Rachel Zegler as Lucy Gray Baird and Tom Blyth as Coriolanus Snow in The Hunger Games: The Ballad of Songbirds and Snakes.
Murray Close/Lionsgate
Rachel Zegler as Lucy Gray Baird and Tom Blyth as Coriolanus Snow in The Hunger Games: The Ballad of Songbirds and Snakes.

Review by Brian Lowry, CNN

(CNN) — Set 64 years before the movie that launched the cinematic franchise, “The Hunger Games: The Ballad of Songbirds & Snakes” is the prequel nobody really needed, exploring the origins of Panem’s authoritarian leader Coriolanus Snow.
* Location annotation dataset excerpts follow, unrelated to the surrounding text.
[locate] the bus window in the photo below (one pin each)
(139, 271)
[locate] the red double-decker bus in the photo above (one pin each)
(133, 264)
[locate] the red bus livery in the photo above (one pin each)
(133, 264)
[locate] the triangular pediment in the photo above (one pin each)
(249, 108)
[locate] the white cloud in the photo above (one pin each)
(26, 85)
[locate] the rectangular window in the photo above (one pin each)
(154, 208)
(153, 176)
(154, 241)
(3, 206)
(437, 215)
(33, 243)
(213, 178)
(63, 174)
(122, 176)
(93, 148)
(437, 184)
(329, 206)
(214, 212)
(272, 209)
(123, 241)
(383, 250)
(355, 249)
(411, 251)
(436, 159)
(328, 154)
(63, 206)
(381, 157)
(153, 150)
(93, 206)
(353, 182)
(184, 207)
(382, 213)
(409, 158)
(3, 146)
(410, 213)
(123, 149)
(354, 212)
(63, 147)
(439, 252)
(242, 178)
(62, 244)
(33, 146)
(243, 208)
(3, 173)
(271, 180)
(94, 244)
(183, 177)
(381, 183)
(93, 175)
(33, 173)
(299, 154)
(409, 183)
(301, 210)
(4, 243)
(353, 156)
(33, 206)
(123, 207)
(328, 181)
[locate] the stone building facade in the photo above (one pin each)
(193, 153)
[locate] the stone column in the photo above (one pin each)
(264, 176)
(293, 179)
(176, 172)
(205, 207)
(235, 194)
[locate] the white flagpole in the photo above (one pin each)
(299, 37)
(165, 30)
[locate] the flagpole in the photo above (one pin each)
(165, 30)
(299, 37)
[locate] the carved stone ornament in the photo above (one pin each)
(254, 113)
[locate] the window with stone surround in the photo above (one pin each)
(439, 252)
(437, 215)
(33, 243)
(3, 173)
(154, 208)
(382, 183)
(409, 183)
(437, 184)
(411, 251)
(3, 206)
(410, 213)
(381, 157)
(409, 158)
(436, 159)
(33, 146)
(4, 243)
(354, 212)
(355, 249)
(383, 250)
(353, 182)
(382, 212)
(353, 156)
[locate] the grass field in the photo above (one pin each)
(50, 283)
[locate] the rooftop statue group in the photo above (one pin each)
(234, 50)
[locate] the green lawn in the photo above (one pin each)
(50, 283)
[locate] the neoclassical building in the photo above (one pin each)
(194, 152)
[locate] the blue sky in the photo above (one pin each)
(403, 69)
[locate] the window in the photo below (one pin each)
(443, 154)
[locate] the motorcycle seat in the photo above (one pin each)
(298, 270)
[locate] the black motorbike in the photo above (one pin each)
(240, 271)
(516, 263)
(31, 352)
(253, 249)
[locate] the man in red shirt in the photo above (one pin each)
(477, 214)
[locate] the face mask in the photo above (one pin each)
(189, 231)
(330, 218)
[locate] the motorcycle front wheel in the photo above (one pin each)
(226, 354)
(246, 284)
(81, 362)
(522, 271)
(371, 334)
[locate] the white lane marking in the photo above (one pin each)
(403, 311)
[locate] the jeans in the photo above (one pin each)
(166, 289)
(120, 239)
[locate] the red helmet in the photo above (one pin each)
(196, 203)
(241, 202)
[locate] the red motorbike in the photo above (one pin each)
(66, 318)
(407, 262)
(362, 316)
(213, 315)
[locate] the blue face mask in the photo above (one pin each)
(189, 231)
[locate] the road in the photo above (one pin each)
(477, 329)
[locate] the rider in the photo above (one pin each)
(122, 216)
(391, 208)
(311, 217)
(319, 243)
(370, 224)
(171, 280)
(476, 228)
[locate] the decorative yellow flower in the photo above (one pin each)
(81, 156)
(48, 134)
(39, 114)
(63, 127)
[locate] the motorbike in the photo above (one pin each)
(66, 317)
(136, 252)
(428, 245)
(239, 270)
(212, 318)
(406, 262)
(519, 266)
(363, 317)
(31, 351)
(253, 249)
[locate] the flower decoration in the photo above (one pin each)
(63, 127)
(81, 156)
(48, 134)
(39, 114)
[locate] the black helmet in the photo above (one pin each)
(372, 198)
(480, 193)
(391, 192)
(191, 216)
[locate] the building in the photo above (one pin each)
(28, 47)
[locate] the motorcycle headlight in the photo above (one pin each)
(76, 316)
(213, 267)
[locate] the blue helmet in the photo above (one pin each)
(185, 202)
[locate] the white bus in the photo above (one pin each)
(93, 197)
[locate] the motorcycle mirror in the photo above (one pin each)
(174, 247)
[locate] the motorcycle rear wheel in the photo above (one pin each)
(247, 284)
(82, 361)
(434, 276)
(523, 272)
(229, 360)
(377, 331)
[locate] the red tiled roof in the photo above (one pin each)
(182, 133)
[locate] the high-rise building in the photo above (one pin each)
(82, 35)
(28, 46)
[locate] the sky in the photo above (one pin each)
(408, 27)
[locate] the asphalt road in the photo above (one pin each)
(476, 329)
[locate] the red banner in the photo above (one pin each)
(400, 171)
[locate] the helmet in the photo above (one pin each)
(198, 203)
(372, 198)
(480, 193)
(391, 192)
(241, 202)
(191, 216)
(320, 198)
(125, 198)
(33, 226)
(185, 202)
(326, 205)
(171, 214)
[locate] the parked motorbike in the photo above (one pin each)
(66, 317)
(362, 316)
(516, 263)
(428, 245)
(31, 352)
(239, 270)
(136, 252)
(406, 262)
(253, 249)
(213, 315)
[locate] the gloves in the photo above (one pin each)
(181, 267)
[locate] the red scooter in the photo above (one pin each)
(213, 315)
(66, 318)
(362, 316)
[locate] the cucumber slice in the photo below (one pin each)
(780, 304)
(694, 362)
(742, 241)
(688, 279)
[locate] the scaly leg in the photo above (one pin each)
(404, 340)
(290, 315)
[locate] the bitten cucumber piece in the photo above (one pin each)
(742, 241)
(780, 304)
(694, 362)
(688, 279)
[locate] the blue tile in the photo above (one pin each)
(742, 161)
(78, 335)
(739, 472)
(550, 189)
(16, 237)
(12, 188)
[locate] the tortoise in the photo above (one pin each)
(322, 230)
Splitting the movie into three chapters seems appropriate, since the film delivers a trifecta: overwrought, overacted, and overlong.

The somewhat intriguing conceit in adapting Suzanne Collins’ novel involves how the Hunger Games came to be, and how the young Snow (played by Donald Sutherland in the earlier movies) essentially descended to the dark side.

Unfortunately, this fresh-faced version of Snow (played by British actor Tom Blyth, of the “Billy the Kid” TV series) is a particularly bland construct, joining other privileged young residents of the Capitol in serving as mentors to the youths chosen to compete and die as tributes.

Snow’s charge is Lucy Gray Baird (“West Side Story’s” Rachel Zegler, who hopefully will be served better by “Snow White”), who hails from District 12, arriving with a natural flair for playing to the cameras, a killer singing voice and an unfortunately distracting Southern-ish accent.

Snow is understandably smitten, and he soon begins scheming to ensure that Lucy survives the deadly competition. Still, that means navigating its eagle-eyed masterminds, Casca Highbottom (Peter Dinklage, who, as in “Game of Thrones,” both drinks and knows things) and Volumnia Gaul (Viola Davis), the latter appearing to channel Cruella de Vil in her look and line delivery.

Keeping Lucy alive won’t be easy. And as Highbottom bluntly tells Snow, the mentors’ task is simply to help create good television, developing “spectacles, not survivors.”

Of course, “The Hunger Games” and director Francis Lawrence (who oversaw the three initial sequels) are no strangers to flamboyant performances, which here also includes Jason Schwartzman conjuring a few welcome laughs as Lucky Flickerman, a weatherman turned emcee of the games with a familiar surname.

Still, “Songbirds & Snakes” careens all over the place, from its limp romantic aspect to the personalities of the various mentors and tributes, which beyond the central duo barely register. Perhaps that’s why the movie features a whole lot of action and sumptuous sets and still manages to feel like a bit of a bore.

In some respects, the chapter format makes the film play like a limited streaming series, which, given the prequel narrative, might have offered a way to better flesh out this dense roster of unknown characters.

As is, “The Ballad of Songbirds & Snakes” might issue a siren song to curious “Hunger Games” fans, but for those on the fringes, it’s not a call worth answering.

“The Hunger Games: The Ballad of Songbirds & Snakes” premieres November 17 in US theaters. It’s rated PG-13.